In an opinion by Chief Justice John Roberts, the Supreme Court agreed with Germany’s narrower interpretation of the expropriation exception. Based on both international law and U.S. foreign policy, Roberts wrote, there is a consensus among courts that the phrase “violation of international law” in the expropriation exception does not include cases in which a country takes property belonging to its own nationals.
Roberts rejected the heirs’ (and the D.C. Circuit’s) argument that the expropriation exception applied because the forced sale of the Welfenschatz violated the ban on genocide. When the FSIA was enacted in 1976, Roberts reasoned, it was “clear” that a taking of property violated international law only when a state took a noncitizen’s property. And more broadly, Roberts observed, the exception “places repeated emphasis on property and property-related rights, while injuries and acts we might associate with genocide are notably lacking.”
Roberts found support for Germany’s interpretation in other parts of the FSIA as well. When Congress wanted to allow lawsuits in U.S. courts against foreign countries for injuries from human rights violations, “it did so explicitly and with precision,” Roberts suggested. But if the heirs were correct, Roberts continued, plaintiffs could sidestep the limits that Congress had imposed on such lawsuits by relying on the expropriation exception.
Repeating a theme that he has voiced in other cases involving efforts by foreign plaintiffs to recover in U.S. courts, Roberts stressed that the justices “have recognized that ‘United States law governs domestically but does not rule the world.’” The United States, Roberts wrote, “would be surprised — and might even initiate reciprocal action — if a court in Germany adjudicated claims by Americans that they were entitled to hundreds of millions of dollars because of human rights violations” committed by the U.S. government long ago. “There is no reason to anticipate,” Roberts concluded, that “Germany’s reaction would be any different were American courts” to entertain the heirs’ lawsuit against Germany here.
The court did not resolve a separate issue in the case: whether principles of “international comity” require federal courts to avoid resolving the heirs’ claims even if they have jurisdiction.
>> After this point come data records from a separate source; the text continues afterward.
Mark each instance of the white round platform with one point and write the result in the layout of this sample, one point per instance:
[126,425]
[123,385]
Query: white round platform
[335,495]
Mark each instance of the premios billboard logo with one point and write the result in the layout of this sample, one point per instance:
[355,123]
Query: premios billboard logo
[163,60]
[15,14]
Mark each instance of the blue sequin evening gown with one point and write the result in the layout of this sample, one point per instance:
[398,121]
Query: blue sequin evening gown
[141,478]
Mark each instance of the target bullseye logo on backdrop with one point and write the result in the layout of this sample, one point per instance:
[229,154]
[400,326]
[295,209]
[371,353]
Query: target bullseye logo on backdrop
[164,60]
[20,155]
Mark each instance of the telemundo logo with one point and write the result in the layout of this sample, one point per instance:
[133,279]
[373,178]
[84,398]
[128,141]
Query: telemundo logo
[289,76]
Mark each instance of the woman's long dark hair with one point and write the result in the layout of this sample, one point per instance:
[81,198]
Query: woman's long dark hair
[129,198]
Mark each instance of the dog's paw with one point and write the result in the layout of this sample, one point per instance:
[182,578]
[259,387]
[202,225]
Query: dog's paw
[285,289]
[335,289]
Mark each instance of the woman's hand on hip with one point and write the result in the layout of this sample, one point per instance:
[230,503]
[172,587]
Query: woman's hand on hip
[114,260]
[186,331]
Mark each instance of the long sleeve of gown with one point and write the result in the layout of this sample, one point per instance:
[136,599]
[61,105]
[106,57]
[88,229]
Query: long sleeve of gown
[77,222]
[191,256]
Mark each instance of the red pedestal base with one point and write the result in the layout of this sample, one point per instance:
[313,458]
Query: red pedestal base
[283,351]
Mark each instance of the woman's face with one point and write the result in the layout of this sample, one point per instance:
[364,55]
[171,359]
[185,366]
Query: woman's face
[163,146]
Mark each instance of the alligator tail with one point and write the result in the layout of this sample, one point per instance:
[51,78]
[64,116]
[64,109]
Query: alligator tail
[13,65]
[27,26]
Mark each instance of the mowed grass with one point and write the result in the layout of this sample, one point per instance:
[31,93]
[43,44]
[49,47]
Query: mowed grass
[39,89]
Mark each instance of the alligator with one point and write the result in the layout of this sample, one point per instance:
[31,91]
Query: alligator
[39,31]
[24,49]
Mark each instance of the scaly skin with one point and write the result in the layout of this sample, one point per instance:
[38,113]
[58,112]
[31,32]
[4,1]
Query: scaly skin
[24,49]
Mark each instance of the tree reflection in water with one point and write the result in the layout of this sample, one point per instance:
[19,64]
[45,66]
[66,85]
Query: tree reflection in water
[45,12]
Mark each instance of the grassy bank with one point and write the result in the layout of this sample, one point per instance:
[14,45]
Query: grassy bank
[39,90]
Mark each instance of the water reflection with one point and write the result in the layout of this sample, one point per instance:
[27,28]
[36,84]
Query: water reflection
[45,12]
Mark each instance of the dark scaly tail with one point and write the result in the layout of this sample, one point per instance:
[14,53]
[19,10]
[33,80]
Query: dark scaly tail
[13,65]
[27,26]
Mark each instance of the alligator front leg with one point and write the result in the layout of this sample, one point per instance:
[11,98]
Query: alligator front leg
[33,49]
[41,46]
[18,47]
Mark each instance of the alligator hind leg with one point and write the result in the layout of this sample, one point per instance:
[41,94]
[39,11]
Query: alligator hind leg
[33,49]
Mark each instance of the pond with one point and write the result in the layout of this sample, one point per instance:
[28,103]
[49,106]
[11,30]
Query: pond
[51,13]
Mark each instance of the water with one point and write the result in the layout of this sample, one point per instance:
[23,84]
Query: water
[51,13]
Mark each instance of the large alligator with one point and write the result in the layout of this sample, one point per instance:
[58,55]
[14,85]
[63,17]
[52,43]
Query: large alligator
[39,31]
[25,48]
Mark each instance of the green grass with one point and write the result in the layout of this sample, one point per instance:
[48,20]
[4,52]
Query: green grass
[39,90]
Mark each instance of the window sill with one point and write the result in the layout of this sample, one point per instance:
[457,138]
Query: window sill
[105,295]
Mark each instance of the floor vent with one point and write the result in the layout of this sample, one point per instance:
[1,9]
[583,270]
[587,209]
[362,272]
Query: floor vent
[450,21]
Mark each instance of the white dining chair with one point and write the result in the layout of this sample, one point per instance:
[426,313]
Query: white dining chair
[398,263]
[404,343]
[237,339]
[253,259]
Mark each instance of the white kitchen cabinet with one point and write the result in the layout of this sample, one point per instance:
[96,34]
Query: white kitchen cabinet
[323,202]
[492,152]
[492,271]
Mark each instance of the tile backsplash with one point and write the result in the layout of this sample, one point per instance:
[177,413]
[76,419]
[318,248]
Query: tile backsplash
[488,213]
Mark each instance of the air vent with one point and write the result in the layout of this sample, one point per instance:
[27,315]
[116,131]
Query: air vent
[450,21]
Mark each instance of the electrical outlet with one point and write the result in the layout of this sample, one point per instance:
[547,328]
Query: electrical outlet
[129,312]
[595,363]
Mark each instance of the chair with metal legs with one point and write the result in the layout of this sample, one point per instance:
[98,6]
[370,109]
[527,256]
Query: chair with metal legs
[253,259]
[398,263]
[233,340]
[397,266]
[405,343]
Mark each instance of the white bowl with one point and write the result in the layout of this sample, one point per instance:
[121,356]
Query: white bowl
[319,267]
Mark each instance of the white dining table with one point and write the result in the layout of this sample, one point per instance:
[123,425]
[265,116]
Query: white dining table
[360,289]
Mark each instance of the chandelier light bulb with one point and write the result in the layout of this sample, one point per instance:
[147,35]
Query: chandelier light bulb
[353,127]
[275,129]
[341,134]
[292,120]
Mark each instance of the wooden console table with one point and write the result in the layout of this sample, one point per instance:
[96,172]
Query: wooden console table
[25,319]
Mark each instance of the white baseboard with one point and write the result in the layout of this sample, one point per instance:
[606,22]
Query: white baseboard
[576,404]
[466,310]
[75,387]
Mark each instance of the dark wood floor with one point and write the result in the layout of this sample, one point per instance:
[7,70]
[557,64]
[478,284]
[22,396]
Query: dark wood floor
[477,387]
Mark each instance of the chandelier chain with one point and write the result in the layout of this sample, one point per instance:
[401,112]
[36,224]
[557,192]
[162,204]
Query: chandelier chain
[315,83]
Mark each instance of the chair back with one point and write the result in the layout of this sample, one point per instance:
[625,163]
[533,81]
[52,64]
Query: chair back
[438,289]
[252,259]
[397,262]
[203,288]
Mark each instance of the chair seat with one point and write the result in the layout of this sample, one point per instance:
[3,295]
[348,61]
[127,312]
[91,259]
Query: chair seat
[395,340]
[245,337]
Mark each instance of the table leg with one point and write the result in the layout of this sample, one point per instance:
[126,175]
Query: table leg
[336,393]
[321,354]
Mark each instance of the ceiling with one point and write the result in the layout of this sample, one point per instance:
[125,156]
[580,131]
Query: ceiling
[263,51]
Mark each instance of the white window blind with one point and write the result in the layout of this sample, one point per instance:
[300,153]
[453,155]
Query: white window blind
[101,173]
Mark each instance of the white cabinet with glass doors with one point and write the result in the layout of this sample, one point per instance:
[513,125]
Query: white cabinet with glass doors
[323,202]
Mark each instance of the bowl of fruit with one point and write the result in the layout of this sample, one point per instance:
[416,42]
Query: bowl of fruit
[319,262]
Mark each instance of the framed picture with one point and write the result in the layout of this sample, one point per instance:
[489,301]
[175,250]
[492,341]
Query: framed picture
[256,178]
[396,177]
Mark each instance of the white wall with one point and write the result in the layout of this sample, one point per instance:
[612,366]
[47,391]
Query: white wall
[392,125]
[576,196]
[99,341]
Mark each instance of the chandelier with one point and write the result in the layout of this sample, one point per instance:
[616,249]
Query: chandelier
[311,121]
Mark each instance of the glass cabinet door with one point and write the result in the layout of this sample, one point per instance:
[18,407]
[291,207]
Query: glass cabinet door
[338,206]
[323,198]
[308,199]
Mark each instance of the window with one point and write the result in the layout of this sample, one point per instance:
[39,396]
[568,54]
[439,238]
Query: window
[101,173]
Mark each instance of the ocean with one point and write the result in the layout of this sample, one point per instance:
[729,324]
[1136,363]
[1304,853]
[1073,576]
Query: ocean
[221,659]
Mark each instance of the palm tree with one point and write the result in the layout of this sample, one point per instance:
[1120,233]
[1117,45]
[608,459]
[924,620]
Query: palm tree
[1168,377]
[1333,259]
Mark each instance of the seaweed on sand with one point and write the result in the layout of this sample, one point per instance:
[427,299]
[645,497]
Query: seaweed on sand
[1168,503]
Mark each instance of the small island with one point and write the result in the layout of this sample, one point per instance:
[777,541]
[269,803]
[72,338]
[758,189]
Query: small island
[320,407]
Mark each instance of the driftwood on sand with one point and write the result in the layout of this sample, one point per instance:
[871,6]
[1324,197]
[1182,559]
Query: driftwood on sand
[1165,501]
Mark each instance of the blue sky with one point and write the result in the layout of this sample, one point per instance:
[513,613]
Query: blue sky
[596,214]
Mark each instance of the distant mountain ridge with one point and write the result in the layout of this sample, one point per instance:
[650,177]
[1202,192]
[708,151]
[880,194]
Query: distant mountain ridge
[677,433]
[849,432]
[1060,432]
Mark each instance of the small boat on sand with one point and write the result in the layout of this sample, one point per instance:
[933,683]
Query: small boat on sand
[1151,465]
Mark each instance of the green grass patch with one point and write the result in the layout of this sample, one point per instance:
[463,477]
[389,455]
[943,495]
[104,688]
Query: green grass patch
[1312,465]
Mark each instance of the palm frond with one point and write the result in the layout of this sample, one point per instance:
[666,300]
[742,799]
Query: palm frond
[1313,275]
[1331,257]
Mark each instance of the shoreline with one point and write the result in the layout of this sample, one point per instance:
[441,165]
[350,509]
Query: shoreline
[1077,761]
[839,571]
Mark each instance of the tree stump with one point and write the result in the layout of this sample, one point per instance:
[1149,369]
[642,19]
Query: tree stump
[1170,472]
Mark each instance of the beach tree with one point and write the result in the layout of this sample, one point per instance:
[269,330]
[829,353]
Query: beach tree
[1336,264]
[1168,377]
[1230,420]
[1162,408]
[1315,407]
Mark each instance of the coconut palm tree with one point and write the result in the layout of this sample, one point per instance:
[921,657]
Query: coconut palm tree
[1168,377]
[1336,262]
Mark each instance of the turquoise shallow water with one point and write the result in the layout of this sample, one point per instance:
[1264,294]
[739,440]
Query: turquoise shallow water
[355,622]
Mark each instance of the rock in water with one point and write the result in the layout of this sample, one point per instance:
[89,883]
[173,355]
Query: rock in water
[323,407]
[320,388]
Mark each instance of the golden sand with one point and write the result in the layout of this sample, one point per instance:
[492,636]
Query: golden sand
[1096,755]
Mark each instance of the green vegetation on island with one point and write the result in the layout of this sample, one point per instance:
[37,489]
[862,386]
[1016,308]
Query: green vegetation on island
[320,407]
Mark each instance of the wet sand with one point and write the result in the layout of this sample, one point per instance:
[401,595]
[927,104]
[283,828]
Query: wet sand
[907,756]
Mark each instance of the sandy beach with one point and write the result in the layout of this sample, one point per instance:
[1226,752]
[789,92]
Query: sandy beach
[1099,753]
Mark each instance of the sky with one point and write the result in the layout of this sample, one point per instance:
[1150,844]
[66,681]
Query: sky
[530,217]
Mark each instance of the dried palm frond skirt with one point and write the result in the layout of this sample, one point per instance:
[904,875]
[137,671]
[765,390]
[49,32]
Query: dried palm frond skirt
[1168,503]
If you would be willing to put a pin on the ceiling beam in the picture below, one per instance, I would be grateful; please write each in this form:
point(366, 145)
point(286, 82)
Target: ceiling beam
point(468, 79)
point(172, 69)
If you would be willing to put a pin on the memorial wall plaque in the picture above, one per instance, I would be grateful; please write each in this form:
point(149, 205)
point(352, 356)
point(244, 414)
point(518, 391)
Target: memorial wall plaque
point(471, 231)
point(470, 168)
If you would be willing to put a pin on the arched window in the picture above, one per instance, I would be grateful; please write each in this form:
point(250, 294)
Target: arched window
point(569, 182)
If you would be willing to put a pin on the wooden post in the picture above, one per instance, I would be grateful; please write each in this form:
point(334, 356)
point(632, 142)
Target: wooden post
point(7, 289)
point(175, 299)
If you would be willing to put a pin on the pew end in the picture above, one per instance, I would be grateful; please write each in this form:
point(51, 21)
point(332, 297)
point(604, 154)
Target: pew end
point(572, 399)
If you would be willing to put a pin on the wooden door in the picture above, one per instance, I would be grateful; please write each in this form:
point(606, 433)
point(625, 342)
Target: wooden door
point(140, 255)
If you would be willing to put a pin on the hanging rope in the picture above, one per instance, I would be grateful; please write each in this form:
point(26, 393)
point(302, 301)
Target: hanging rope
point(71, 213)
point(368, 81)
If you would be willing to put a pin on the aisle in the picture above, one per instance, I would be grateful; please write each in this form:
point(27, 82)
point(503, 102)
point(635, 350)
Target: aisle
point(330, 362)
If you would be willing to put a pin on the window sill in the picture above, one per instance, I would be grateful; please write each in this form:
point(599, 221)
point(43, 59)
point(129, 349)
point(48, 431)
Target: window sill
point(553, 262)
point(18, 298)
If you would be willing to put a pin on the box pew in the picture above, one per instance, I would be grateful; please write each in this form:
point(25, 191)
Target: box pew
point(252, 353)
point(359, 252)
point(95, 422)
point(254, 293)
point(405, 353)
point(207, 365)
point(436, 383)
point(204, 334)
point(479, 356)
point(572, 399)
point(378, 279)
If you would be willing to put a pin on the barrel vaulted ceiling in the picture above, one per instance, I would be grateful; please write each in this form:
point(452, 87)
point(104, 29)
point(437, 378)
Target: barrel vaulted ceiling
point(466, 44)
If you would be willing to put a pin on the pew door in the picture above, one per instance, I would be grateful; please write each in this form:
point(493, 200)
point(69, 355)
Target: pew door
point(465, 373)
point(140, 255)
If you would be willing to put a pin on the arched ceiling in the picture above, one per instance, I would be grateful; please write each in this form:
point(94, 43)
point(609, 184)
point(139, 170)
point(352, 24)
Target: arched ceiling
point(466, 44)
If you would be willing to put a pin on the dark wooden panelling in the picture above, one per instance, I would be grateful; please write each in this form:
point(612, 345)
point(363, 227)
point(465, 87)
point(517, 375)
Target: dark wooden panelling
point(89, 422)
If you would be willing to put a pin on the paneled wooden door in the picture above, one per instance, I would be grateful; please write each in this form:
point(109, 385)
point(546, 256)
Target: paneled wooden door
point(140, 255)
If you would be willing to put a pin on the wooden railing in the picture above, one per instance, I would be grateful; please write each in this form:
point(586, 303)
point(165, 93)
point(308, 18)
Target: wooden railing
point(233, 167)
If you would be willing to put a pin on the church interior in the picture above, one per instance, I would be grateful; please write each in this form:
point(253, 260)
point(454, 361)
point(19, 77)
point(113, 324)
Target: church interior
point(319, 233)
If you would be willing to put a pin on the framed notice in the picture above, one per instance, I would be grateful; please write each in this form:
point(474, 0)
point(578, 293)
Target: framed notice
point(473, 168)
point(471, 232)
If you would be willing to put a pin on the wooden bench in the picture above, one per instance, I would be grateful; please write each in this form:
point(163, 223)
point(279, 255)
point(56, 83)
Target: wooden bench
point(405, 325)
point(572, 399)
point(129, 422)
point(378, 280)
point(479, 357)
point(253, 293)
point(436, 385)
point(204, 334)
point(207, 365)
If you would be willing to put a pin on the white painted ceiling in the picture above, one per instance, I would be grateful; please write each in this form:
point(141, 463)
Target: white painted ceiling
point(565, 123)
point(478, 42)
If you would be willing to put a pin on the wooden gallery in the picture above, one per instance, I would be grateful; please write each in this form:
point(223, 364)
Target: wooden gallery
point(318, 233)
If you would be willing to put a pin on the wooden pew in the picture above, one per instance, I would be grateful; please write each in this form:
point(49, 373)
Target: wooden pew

It also did not address a different argument made by the heirs, who suggested that the lawsuit could still go forward because the members of the consortium were not German nationals when the forced sale took place. The justices sent the case back to the lower courts so that the district court could consider this question – including whether the heirs had adequately made this argument below.
At the same time that it issued its ruling, the Supreme Court released a separate one-sentence opinion vacating the D.C. Circuit’s opinion in Hungary v. Simon, which was argued on the same day as Germany v. Philipp. In that case, 14 Jewish survivors of the Hungarian portion of the Holocaust filed a federal class action against Hungary and the successor to its state-owned railroad, seeking compensation for property taken from them. Like the art dealers’ heirs in the German case, they relied on the expropriation exception, but the question before the Supreme Court was whether federal courts should abstain from hearing the case even if they have jurisdiction. In an unsigned opinion on Wednesday, the justices sent the case back to the lower courts for another look at whether the case can go forward if, after the opinion in Germany v. Philipp, the plaintiffs cannot rely on the exception.